I have owned several digital cameras since they have come onto the market. The last two that I have bought are driving me batty. One is a Samsung and one is a Nikon. As I take pictures, I look at them in the small screen and they appear to be good. However, when I download them from the card into my computer, some are blurred. I do not move the camera. My other cameras produced very good pictures. 

Anyone have any idea as to what’s going on? I have my settings set for “Auto.”


----------



## hollydolly (Jul 9, 2019)

I don't know what's going on...but  I'm a very keen photographer.. so what seems fairly obvious to me  is that the problem seems to be with your computer and not the cameras, given they are 2 different brands...Have you tried inserting a new card into the cameras or either one, or using a new card reader?


----------



## C'est Moi (Jul 9, 2019)

You may be moving the camera whether you think so or not.   Try using a tripod for a couple of shots and see if the blurring persists.


----------



## 911 (Jul 10, 2019)

I have used different cards to no avail. I get the same pictures whether I use the desktop or the laptop computer. That's what is causing me issues. I can't figure it out. I even went back and spoke with their "expert" at Best Buy. I offered to lend my camera to him to take about 50 pictures and let's see what goes, but he declined my offer. I also had the shutter realigned in both cameras, just in case they were jostled in shipment. 

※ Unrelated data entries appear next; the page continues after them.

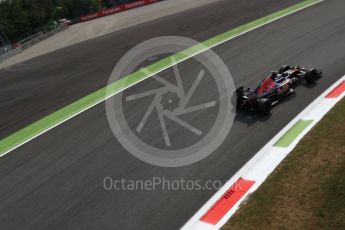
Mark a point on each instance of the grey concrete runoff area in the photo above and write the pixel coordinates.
(56, 180)
(84, 31)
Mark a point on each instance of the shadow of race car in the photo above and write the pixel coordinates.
(274, 88)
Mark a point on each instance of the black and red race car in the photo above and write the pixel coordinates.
(274, 88)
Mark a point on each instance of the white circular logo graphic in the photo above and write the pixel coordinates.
(180, 114)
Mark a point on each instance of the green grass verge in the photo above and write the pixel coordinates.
(46, 123)
(307, 190)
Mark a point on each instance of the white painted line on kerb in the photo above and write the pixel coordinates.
(265, 161)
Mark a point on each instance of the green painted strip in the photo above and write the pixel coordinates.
(291, 135)
(21, 137)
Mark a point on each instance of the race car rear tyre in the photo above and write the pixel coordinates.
(311, 76)
(264, 106)
(283, 69)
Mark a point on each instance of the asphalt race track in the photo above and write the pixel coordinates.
(56, 180)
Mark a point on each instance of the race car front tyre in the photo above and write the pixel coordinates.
(311, 76)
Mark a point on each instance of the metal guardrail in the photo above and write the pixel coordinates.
(31, 42)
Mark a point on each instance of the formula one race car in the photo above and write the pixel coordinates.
(274, 88)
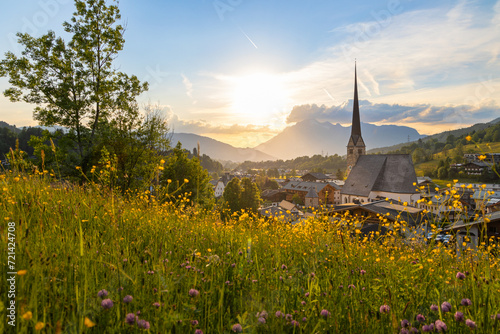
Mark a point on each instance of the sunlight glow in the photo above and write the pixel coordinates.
(258, 98)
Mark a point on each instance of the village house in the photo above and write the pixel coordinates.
(326, 192)
(314, 177)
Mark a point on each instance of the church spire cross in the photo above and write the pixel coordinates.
(356, 126)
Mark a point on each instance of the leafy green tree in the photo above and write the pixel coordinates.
(137, 143)
(232, 194)
(75, 84)
(187, 174)
(250, 195)
(7, 141)
(339, 175)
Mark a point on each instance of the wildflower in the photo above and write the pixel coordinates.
(237, 328)
(28, 315)
(459, 316)
(446, 307)
(324, 313)
(384, 309)
(471, 324)
(441, 326)
(88, 323)
(107, 304)
(103, 293)
(466, 302)
(130, 318)
(143, 324)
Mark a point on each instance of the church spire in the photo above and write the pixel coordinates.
(356, 145)
(356, 126)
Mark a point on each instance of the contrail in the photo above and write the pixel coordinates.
(327, 93)
(248, 38)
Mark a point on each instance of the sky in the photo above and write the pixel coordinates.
(240, 71)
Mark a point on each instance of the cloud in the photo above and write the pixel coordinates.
(189, 87)
(396, 113)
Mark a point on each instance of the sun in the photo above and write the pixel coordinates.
(258, 98)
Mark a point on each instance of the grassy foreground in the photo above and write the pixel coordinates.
(88, 260)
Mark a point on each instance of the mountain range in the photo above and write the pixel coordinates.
(310, 137)
(218, 150)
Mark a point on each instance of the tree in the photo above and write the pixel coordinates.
(74, 84)
(250, 195)
(242, 194)
(339, 175)
(232, 194)
(188, 175)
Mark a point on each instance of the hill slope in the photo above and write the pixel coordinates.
(218, 150)
(311, 137)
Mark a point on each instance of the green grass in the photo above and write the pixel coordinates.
(75, 241)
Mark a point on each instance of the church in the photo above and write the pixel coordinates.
(375, 177)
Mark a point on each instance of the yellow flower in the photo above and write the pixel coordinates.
(28, 315)
(89, 323)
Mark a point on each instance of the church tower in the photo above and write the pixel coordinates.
(356, 145)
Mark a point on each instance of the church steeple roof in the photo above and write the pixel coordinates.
(356, 125)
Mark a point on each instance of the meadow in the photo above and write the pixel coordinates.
(89, 259)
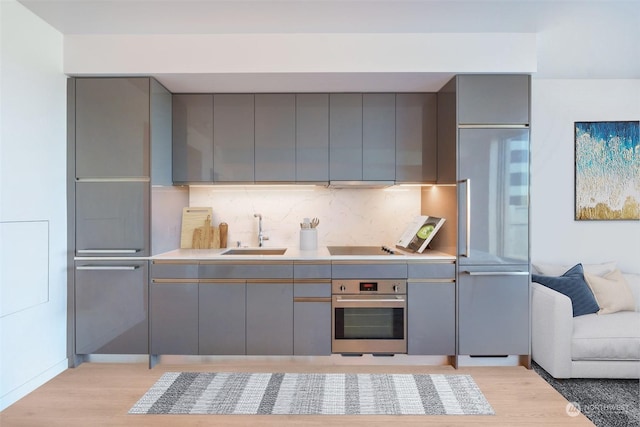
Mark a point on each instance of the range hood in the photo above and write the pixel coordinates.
(361, 184)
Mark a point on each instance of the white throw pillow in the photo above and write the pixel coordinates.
(559, 269)
(612, 292)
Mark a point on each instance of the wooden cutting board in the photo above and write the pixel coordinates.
(206, 236)
(192, 218)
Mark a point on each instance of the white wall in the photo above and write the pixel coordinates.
(32, 203)
(556, 237)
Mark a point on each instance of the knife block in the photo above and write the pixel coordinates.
(308, 239)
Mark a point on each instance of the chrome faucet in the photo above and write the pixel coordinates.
(261, 236)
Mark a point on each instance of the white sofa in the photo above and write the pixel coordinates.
(588, 346)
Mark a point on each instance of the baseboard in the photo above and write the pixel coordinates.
(21, 391)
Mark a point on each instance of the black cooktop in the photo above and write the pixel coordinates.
(361, 250)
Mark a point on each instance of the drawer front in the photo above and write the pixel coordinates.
(432, 271)
(368, 271)
(271, 270)
(312, 290)
(161, 270)
(312, 271)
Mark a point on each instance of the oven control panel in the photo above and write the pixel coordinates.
(369, 286)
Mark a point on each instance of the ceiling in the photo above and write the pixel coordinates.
(546, 18)
(292, 16)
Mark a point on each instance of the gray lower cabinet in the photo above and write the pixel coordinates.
(312, 317)
(112, 216)
(222, 316)
(192, 138)
(431, 318)
(312, 137)
(269, 318)
(493, 307)
(233, 137)
(378, 137)
(111, 307)
(111, 127)
(416, 137)
(275, 137)
(174, 318)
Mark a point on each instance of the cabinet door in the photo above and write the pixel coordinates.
(112, 127)
(275, 137)
(345, 137)
(112, 216)
(174, 318)
(161, 137)
(416, 137)
(311, 318)
(431, 318)
(192, 138)
(233, 137)
(222, 318)
(493, 312)
(111, 313)
(312, 137)
(493, 99)
(269, 318)
(493, 196)
(378, 137)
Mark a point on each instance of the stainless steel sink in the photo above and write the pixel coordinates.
(255, 251)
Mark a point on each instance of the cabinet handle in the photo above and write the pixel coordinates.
(312, 299)
(497, 273)
(108, 267)
(467, 186)
(108, 251)
(492, 126)
(116, 179)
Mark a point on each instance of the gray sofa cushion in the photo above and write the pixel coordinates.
(573, 285)
(606, 337)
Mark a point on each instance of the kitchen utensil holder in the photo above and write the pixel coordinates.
(308, 239)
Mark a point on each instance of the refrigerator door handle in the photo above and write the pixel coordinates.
(467, 189)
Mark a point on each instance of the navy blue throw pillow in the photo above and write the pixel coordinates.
(573, 285)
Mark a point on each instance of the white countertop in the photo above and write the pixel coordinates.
(295, 254)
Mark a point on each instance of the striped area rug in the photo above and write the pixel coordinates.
(306, 394)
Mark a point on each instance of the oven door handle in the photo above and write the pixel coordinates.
(370, 300)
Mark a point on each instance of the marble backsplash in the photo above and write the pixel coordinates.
(347, 216)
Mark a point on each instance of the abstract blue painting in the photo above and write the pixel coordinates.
(607, 170)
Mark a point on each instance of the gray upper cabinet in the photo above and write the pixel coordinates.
(161, 138)
(275, 137)
(312, 137)
(345, 137)
(493, 99)
(233, 137)
(192, 138)
(416, 137)
(112, 216)
(112, 127)
(378, 137)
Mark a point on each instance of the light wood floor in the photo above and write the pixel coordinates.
(101, 394)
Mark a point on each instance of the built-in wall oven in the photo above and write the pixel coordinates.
(369, 316)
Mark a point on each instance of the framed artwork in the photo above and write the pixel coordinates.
(607, 170)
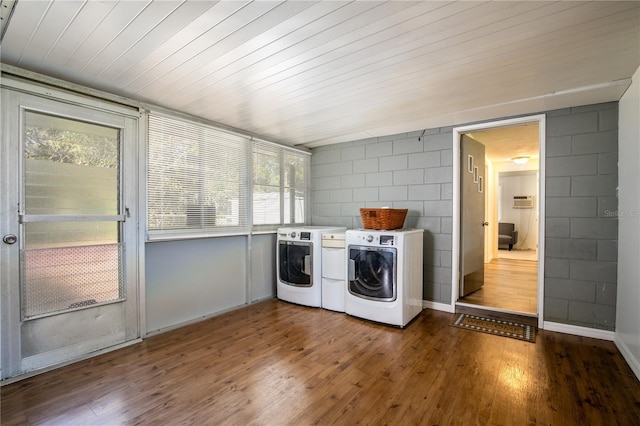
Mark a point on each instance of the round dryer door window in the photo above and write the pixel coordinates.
(372, 273)
(295, 263)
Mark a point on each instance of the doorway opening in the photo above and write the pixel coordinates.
(510, 222)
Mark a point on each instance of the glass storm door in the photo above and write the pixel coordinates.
(69, 285)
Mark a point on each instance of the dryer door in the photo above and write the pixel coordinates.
(295, 266)
(373, 272)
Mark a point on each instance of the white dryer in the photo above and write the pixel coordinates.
(384, 282)
(299, 264)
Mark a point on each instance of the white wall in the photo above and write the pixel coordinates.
(628, 297)
(520, 183)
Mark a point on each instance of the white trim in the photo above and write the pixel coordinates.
(455, 232)
(38, 84)
(577, 330)
(199, 319)
(81, 349)
(427, 304)
(627, 354)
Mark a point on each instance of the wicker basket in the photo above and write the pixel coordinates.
(384, 219)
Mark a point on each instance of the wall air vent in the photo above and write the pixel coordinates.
(523, 201)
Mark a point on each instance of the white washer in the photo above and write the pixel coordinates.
(334, 274)
(299, 264)
(384, 282)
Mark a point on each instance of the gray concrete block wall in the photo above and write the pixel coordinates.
(581, 204)
(581, 216)
(398, 171)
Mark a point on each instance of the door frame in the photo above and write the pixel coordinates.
(55, 90)
(540, 119)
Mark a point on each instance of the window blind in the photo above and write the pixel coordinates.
(197, 179)
(280, 187)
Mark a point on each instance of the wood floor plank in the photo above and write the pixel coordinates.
(509, 284)
(279, 363)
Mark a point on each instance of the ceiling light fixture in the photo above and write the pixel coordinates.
(520, 160)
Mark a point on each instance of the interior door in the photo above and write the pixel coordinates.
(472, 215)
(69, 253)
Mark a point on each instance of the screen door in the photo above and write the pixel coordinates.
(68, 234)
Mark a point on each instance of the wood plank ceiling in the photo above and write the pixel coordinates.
(311, 73)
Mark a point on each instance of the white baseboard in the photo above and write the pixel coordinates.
(628, 356)
(438, 306)
(579, 331)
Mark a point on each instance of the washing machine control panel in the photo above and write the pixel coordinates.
(386, 240)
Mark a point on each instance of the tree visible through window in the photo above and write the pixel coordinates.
(279, 184)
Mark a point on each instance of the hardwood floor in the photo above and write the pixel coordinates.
(509, 284)
(275, 363)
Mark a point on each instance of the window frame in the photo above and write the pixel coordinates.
(249, 143)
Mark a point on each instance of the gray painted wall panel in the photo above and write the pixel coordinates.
(188, 280)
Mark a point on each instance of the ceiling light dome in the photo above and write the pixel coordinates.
(520, 160)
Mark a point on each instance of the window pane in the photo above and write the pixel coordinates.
(279, 184)
(266, 205)
(71, 167)
(69, 234)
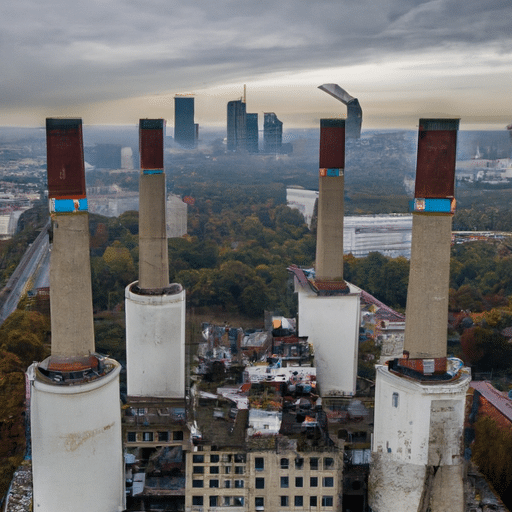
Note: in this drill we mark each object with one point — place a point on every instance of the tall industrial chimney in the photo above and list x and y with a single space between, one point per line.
77 456
328 306
155 309
420 398
329 244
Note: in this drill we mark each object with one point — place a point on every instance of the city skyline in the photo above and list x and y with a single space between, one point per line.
115 63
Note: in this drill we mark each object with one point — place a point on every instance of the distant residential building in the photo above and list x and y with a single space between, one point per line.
237 125
272 133
252 133
184 127
106 156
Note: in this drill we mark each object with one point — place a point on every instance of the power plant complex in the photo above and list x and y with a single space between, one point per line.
295 431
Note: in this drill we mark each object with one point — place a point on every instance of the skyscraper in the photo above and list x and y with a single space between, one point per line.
272 133
252 133
237 125
184 128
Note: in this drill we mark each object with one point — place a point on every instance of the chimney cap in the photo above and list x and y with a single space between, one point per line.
151 124
332 123
439 124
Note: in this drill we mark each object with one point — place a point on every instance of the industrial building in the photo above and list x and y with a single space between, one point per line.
74 394
420 397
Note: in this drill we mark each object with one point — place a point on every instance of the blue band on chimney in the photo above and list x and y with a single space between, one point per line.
334 172
68 205
429 205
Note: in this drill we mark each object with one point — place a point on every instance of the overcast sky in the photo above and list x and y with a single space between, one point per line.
115 61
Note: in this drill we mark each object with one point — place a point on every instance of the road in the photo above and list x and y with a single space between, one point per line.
32 269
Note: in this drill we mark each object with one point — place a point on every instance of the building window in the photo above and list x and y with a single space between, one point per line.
163 436
328 481
240 457
327 501
328 463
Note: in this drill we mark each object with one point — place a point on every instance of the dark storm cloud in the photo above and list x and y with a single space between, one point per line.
56 51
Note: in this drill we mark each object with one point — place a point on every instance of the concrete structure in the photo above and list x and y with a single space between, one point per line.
77 459
272 133
237 125
329 243
328 306
176 216
331 324
354 111
420 398
184 127
155 310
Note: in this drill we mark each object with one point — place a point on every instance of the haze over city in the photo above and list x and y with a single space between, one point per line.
116 62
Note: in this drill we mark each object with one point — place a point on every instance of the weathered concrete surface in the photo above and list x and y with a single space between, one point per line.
329 248
427 295
400 487
153 252
70 284
77 454
155 344
394 486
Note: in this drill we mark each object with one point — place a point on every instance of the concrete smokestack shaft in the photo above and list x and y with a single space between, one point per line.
427 297
427 300
70 270
153 251
329 250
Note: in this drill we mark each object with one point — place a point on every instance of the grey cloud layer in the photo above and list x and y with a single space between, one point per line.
59 51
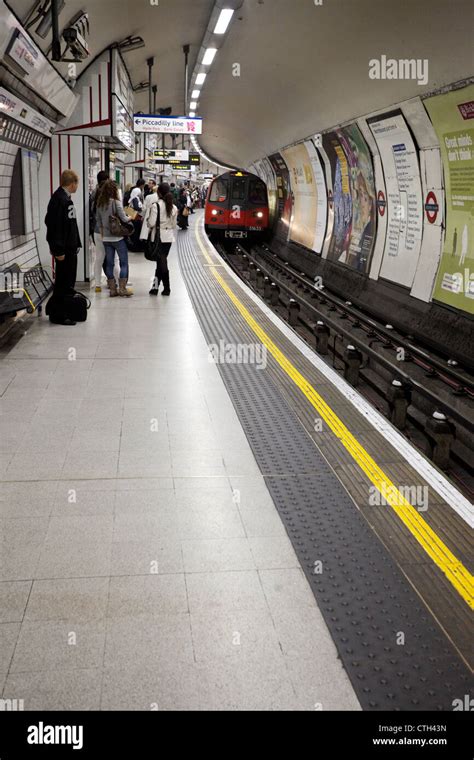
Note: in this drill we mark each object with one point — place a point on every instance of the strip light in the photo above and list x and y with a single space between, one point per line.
223 21
209 56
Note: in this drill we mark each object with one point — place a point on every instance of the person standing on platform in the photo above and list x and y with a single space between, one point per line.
136 202
64 243
174 192
95 232
162 216
183 222
109 204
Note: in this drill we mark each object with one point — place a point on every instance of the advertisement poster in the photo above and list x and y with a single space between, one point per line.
304 225
284 195
266 173
353 200
362 187
341 198
452 115
405 210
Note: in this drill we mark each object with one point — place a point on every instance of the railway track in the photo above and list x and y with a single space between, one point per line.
421 391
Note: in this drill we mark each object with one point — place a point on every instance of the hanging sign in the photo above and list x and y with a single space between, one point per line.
168 125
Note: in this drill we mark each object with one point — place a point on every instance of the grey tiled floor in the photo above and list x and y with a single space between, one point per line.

These are not high end cameras, maybe costing around $300.00 each. Had I invested hundreds of dollars more, I would be calling the company on the 800 number.

Someone told me to buy a Canon and if the same thing happens, I can send it to them and they will in fact, shoot pictures and test it for them selves. If there is a problem, they will send me another camera that have tested and proven to be reliable. It sounds hokey to me, but maybe that's the way to go.


----------



## Gemma (Jul 10, 2019)

Try turning off your auto focus and take a picture that way with the camera.  Then, check see if it is still blurred.  Here are some other tips in the following link:  How to Avoid Blurry Photos by Choosing the Right Autofocus Mode


----------



## johndoe (Jul 10, 2019)

If there is a setting called "default" you could try that. It might be screwed up out of the box.


----------



## drifter (Jul 20, 2019)

I have the same problem with Canons. I'm beginning to think it may be my eye sight. 
I've not taken a good photo since film went by the wayside.


----------



## 911 (Jul 20, 2019)

Drifter, I, too, am not a professional photographer. Back in the day when the Trooper had to take his own pictures of auto accidents or crime scenes, I was given a very expensive Minolta camera already set up for taking pictures. Every picture I took with that camera came out great.

With these cameras that I have been using, I never know which one will be blurred. I have reset the settings back to default, bought different photo cards, used different settings, including resolutions, but nothing has worked.

The Geek at Best Buy wanted me to send it back to the manufacturer and have it checked to make sure that the lens is inline with the part on the camera where it attaches. (I forget the name he called it.) He said that it could be an alignment problem, but on two different camera makes? I doubt it, but that may be my next move, just to satisfy my curiosity


----------